如果把这些档案用大麻袋把他们装起来,得用多少个麻袋?对,这个麻袋数量就是题目中所说的“八千个”,这里面的每张纸都可以说价值连城,为什么要用麻袋把他们草草装起来?这可是一个“孩子没娘,说起来话长”的故事。
1898年清廷已经是风雨飘摇了,安放档案的内阁大库,由于年久失修,档案都暴露到外头来,有的流散出去,有的是日晒雨淋,很快便生了霉斑
1909(宣统元年),为整修内阁大库,朝廷决定将所存大批档案移出库外等待焚毁。这事被著名考古学家罗振玉知道了,他当时为清朝学部参事。一天,他赴内阁办事,见库房档案文籍如山。顺手取来一束,打开一看,是关于督漕的奏摺,又打开一份,是一份征金川的奏摺,都是颇有价值的。

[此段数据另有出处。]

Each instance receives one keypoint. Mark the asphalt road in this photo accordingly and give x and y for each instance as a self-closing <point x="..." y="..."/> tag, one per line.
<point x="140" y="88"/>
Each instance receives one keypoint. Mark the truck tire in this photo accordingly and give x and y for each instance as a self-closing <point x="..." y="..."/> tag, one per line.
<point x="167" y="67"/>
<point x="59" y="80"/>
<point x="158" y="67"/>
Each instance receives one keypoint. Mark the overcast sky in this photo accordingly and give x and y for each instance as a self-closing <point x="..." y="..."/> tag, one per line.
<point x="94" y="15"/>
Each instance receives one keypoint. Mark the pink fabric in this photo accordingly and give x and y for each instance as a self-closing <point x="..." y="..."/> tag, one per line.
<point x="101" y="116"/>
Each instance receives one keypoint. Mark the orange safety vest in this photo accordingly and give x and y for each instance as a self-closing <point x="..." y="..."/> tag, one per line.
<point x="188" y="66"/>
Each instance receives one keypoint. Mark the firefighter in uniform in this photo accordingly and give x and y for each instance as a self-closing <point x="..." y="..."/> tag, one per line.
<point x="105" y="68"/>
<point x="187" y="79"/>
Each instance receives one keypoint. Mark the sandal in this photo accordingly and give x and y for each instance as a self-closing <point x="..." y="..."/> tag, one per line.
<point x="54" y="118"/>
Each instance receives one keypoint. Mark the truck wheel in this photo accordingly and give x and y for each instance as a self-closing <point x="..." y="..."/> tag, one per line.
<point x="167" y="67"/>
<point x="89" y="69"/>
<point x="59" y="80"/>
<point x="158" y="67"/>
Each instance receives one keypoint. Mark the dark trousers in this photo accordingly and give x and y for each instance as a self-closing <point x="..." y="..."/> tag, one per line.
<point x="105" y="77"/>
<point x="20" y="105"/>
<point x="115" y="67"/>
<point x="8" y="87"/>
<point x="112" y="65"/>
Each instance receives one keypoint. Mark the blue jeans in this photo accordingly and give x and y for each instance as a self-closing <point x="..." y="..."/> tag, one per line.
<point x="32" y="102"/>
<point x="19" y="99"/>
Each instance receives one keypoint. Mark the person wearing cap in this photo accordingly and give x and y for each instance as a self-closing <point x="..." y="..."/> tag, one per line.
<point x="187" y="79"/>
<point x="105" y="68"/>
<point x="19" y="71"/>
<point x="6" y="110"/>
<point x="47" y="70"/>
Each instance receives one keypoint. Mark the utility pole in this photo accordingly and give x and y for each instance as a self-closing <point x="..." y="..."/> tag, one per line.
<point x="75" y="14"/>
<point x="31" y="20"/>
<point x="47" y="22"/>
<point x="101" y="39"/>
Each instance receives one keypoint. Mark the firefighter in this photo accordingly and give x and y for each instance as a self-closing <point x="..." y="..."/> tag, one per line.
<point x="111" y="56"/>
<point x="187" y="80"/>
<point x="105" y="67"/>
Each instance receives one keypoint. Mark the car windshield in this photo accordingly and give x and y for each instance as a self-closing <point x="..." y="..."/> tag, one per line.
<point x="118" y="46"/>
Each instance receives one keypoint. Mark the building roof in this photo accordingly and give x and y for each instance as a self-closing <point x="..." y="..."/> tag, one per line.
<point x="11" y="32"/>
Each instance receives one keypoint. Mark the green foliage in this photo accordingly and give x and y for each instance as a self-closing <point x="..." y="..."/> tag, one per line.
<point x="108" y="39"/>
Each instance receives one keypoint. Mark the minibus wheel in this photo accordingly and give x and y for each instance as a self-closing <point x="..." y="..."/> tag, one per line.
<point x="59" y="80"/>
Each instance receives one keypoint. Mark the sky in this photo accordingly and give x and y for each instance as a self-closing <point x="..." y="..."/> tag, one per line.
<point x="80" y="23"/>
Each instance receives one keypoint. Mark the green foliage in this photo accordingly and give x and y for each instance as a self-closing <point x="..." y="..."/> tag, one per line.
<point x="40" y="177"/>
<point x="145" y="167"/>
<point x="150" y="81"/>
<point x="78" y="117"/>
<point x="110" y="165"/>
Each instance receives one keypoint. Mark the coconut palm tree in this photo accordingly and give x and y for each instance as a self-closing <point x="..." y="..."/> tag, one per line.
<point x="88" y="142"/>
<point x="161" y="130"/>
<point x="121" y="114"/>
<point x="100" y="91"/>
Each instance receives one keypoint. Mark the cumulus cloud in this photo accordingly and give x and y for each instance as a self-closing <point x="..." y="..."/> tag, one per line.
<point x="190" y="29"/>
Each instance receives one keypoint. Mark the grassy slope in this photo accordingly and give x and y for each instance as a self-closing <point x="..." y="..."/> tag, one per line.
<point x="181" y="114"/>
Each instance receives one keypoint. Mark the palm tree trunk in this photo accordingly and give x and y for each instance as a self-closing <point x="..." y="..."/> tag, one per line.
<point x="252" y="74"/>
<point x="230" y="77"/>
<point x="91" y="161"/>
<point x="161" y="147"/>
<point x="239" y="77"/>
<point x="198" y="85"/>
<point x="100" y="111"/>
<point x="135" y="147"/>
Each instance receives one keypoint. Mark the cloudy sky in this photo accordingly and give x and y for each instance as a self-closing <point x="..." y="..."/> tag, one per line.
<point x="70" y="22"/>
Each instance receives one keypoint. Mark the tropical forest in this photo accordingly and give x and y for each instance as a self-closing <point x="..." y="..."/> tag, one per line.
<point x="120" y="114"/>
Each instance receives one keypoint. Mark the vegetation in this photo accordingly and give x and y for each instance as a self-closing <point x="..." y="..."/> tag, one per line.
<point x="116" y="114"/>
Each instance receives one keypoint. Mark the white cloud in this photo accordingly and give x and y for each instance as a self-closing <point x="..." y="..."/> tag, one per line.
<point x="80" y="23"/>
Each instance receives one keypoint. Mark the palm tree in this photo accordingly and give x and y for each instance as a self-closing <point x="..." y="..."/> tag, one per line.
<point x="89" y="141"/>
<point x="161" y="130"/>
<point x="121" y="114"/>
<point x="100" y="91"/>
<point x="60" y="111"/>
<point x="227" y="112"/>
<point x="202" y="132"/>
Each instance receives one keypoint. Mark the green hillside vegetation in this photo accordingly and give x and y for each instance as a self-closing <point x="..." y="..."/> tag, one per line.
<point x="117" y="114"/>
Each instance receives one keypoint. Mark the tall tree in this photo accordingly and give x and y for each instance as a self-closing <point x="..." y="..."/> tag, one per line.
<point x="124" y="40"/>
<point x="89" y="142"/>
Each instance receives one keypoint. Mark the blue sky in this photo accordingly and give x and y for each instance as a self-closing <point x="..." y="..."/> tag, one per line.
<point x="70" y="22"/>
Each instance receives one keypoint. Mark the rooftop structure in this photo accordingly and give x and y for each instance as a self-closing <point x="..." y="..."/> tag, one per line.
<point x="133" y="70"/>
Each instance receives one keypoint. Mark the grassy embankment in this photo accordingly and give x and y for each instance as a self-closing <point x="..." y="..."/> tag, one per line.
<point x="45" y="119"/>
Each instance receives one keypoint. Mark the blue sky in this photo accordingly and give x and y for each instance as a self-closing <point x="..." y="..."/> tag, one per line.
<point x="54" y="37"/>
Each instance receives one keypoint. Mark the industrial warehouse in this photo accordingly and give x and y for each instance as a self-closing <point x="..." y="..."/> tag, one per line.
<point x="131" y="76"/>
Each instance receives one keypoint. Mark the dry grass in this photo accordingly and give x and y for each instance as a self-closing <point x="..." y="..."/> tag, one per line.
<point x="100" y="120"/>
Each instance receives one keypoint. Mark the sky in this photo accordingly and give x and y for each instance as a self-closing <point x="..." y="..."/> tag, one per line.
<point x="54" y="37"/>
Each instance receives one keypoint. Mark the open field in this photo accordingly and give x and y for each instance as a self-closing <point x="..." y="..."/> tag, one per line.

他赶紧请张之洞奏准罢毁。张当时是大学士、军机大臣,兼管学部,他于是就委派罗振玉处理这批档案。罗将其中一部分主要是历科殿试卷收藏于学部后楼,其他档案装成了八千麻袋,移到清王朝所称太学的国子监敬一亭里
辛亥革命爆发后。北洋军阀政府在1912年打算建立历史博物馆,就在国子监成立了筹备处,内阁档案是它的基本藏品。后来,博物馆筹备处迁到故宫午门楼,档案也随之移至午门外朝房里,并有一部分堆在端门的门洞里。但是这些麻袋仿佛常常减少,因为工役们不是国学家,所以他们将里面的宝贝倒在地上,单拿麻袋去卖钱。是不是很符合那个成语——买椟还珠。当时任历史博物馆筹备处主任的胡玉缙,曾经是京师大学堂的教授,他深怕这些麻袋缺多了,更怕着火,所以忙到教育部请示如何处理这批档案。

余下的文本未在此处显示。